Looks fantastic, great write up too :thumb:


----------



## iPlod999 (Jun 23, 2012)

It was a last minute thing to quote the mileage. 

However, it should give a good indication of how the EXO is going.

No use putting it on a car that does not go anywhere.


----------



## steveg (Jan 4, 2011)

Did you give C5/1 time to cure before applying Exo? If not, I would have thought it would have been better to give it at least 12 hours to cure before adding Exo.

Cheers

Steve


----------



## iPlod999 (Jun 23, 2012)

Steve. 

Yes the C1/5 was put on left a few minutes and taken off. 

It was then left over night then the EXO put on. 

Sorry I missed that off in my post. 

Cheers.


----------



## iPlod999 (Jun 23, 2012)

Initial post edited to include above. 

Cheers again Steve.


----------



## jlw41 (Jun 5, 2011)

wow great work bud


----------



## jbenekeorr (May 16, 2011)

Great work and what a lovely car!


----------



## iPlod999 (Jun 23, 2012)

A quick thought, and some maths.

A full can of EXO is 278g. 

When purchased from Alan W, if my poor memory serves me correct, it was 230g ish.

With 2 layers on the car it is now 171g. 

Therefore, I used 61g for the applications. 

With what's left in the can I should get about another 3 goes out of it.


----------



## skyinsurance (Jun 9, 2010)

Fantastic work there and a lovely little gti!

Ollie


----------



## Alan W (May 11, 2006)

Wow, that was quick! :lol:

Black Pug looks stunning Glen! 

Alan W


----------



## iPlod999 (Jun 23, 2012)

Alan W said:


> Wow, that was quick! :lol:
> 
> Black Pug looks stunning Glen!
> 
> Alan W


Cheers Alan.

Quick? It took me 4 days. It is still locked in the garage for another 22 hours 27 minutes till I can get it out.   

Not that I'm counting. Haha.


----------



## Sarah (Aug 11, 2008)

Just followed your link from hsv.org  Looks great! You've done a great job there


----------



## iPlod999 (Jun 23, 2012)

Hsv.org?


----------



## S63 (Jan 5, 2007)

I have to admit I was rather sceptical after your initial questions regarding the use of EXO, however your work is first class.


----------



## iPlod999 (Jun 23, 2012)

Cheers S63. 

You could say I had 'all the gear and no idea' 

However, with lots of reading, questions and answers.

I got there in the end.


----------



## iPlod999 (Jun 23, 2012)

Just had a look at my 'polish before EXO thread'. 

I was very very tired and now know I was talking/writing complete drivel!!

I told you I was tired.


----------



## S63 (Jan 5, 2007)

I've just applied CQUK to the bonnet of my a mondeo, wanted to see how it goes on before doing a a complete job on a brand new car next week and also to see how it compares to various other potions already on the car.

Having done it almost the same time as you we can compare and see how it's holding up after the Winter ahead.

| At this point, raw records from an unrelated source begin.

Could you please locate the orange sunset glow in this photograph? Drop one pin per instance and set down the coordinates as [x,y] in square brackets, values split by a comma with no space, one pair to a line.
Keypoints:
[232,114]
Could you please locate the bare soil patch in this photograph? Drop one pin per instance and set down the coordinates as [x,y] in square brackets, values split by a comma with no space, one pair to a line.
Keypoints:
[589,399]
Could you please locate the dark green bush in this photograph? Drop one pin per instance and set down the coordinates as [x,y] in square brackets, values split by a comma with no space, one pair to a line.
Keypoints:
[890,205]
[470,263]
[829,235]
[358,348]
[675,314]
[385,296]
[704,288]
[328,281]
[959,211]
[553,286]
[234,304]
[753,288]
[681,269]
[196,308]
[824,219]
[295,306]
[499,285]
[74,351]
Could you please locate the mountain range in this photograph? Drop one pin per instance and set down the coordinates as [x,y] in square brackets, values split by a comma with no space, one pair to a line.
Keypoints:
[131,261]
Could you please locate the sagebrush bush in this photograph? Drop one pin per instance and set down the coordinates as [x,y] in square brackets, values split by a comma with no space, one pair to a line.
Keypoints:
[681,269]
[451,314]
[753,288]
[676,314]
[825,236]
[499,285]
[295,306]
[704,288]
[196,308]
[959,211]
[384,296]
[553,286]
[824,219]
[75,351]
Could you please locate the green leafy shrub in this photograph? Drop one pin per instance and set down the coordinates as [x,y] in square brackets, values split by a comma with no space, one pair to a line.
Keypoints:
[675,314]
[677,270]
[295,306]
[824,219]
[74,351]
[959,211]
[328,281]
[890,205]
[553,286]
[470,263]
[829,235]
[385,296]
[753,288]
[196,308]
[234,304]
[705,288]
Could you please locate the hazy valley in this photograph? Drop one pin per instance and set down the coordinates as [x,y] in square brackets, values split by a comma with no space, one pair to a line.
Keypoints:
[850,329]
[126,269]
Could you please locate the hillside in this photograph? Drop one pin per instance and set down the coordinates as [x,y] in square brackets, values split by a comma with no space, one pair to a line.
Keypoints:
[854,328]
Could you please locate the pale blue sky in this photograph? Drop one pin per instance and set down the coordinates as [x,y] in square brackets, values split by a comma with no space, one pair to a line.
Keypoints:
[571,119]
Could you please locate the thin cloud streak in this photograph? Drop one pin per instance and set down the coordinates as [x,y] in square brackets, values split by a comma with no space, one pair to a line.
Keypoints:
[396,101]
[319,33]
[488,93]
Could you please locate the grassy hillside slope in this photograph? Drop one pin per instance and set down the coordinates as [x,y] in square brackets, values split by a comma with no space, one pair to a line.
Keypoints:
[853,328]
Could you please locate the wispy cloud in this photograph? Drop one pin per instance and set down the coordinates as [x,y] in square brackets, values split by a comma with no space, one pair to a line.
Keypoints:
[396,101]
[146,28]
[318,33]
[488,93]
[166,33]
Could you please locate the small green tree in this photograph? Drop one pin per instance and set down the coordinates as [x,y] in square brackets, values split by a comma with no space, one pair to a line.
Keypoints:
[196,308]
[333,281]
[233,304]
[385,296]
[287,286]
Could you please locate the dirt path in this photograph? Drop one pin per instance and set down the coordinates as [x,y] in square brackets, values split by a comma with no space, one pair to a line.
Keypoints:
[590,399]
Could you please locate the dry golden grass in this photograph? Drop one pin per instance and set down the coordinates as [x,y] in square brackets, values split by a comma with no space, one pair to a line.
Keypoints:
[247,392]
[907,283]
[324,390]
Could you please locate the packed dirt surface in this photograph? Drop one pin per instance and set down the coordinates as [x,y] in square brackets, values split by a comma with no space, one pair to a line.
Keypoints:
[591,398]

Although not a true test as you've applied EXO over your C1. I wonder if EXO would work over CQUK? Anybody got a dreg left in their can enough to do half a bonnet?


----------



## iPlod999 (Jun 23, 2012)

S63 said:


> I've just applied CQUK to the bonnet of my a mondeo, wanted to see how it goes on before doing a a complete job on a brand new car next week and also to see how it compares to various other potions already on the car.
> 
> Having done it almost the same time as you we can compare and see how it's holding up after the Winter ahead. Although not a true test as you've applied EXO over your C1. I wonder if EXO would work over CQUK? Anybody got a dreg left in their can enough to do half a bonnet?


Sounds like a challenge!


----------



## PrinceClaybar (Sep 26, 2011)

Brilliant write up, I was wondering about this myself but settled on what I knew worked last winter. It's a pleasure to see that kind of care going into a classic.


----------



## RobertUtley (Mar 15, 2012)

Before and after photo like that is excellent really shows the difference!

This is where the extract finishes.